The low interest rate environment of the past 11 years has saved Turkey from paying 442 billion Turkish Liras of additional cost, Deputy Prime Minister Ali Babacan has said.“We [the ruling Justice and Development Party (AKP) government] have lowered interest rate spending and we provide services with the resources yielded from this,” Babacan said during a rally held for Rıza Gezer, AKP’s Etimesgut district candidate in Ankara on March 23.
“We would have had to pay 442 quadrillion [billion in today’s currency] more, if the interest rate hadn’t declined over the past 11 years and the state would have continued to pay 66-percent interest rates,”
he said.
The AKP government has been vocally against high interest rates, which are blamed for hampering economic growth.
Prime Minister Recep Tayyip Erdoğan, who is also keen on maintaining economic growth ahead of an election cycle starting with the local elections on March 30, has been a vociferous opponent of higher borrowing costs, rallying against what he describes as an “interest rate lobby” of speculators seeking to stifle growth and undermine the economy.

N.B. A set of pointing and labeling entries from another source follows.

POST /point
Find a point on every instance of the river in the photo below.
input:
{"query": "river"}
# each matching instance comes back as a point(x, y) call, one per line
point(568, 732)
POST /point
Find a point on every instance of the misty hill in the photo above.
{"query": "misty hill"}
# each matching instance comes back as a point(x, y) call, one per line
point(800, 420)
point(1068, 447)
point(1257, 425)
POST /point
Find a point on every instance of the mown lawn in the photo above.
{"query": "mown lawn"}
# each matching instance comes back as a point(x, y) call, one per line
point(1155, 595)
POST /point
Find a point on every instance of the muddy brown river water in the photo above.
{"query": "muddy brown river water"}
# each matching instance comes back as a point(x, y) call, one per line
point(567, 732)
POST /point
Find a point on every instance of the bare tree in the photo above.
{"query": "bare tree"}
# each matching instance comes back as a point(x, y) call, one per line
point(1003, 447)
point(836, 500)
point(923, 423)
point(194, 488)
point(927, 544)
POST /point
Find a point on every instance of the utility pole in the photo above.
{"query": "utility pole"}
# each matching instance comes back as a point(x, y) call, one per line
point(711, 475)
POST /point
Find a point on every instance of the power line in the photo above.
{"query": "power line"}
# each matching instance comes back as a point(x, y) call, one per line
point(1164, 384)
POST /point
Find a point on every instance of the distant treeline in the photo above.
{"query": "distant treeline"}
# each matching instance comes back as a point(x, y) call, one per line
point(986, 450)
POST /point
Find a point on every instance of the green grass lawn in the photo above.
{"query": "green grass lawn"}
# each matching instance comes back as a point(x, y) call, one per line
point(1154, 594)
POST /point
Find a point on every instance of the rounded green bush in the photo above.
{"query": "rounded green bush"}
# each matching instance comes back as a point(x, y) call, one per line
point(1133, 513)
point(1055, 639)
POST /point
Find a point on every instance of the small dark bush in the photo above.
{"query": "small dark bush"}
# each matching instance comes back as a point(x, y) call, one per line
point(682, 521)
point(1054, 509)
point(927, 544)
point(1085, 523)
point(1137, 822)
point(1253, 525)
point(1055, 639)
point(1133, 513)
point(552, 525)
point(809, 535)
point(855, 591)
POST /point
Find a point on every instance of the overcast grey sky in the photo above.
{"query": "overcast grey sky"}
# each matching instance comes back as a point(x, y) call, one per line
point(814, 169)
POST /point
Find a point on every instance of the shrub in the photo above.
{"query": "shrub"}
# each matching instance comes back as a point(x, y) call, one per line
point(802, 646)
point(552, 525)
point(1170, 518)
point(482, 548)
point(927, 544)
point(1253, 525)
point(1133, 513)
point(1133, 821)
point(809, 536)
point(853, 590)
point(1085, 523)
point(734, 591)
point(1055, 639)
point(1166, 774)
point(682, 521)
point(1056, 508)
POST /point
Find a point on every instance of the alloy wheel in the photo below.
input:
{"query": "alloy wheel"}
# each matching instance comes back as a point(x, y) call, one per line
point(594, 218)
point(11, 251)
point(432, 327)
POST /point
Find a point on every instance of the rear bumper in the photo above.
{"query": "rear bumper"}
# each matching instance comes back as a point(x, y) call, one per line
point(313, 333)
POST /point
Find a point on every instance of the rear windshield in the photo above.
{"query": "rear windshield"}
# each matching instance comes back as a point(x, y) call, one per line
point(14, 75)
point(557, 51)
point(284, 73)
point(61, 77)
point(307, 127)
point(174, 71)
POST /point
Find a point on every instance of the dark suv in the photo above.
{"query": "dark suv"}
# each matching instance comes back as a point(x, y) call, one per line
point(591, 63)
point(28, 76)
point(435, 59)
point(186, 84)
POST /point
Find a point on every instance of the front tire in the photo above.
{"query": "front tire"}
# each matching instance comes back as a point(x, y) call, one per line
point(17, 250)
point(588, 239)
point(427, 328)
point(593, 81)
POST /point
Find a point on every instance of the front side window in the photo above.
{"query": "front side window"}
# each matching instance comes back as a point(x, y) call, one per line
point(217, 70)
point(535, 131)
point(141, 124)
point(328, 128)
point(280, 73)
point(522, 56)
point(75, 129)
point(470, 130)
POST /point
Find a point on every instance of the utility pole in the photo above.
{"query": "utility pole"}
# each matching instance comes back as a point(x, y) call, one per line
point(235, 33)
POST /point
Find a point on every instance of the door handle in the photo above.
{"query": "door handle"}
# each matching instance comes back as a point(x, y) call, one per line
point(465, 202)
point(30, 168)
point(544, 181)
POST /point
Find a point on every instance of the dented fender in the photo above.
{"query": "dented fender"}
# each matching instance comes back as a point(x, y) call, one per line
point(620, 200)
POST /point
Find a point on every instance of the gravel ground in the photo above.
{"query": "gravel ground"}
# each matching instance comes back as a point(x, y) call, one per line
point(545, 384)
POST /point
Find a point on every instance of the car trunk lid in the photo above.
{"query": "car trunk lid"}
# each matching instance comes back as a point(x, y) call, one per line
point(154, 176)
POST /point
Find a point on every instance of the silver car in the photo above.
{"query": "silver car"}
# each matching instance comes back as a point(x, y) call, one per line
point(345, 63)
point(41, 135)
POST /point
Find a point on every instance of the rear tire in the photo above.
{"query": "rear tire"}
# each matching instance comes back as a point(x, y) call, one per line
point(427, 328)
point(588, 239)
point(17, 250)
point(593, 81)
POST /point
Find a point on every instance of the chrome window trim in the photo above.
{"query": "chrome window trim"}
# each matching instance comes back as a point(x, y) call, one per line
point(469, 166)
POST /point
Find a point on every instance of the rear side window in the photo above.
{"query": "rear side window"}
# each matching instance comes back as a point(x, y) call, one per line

The abundant liquidity environment that is supported by the United States Federal Reserve’s bond purchasing program and investors’ interest in emerging markets after the 2008 global crisis made the low interest rate policy sustainable. However, the analyst and the economy policy shapers of the government have been saying this era has come to an end with the Fed’s announcement of decision to cut its bond-buying that led to a huge emerging market sell-off. After resisting for months, the Central Bank of Turkey also hiked all of its key interest rates at the end of January.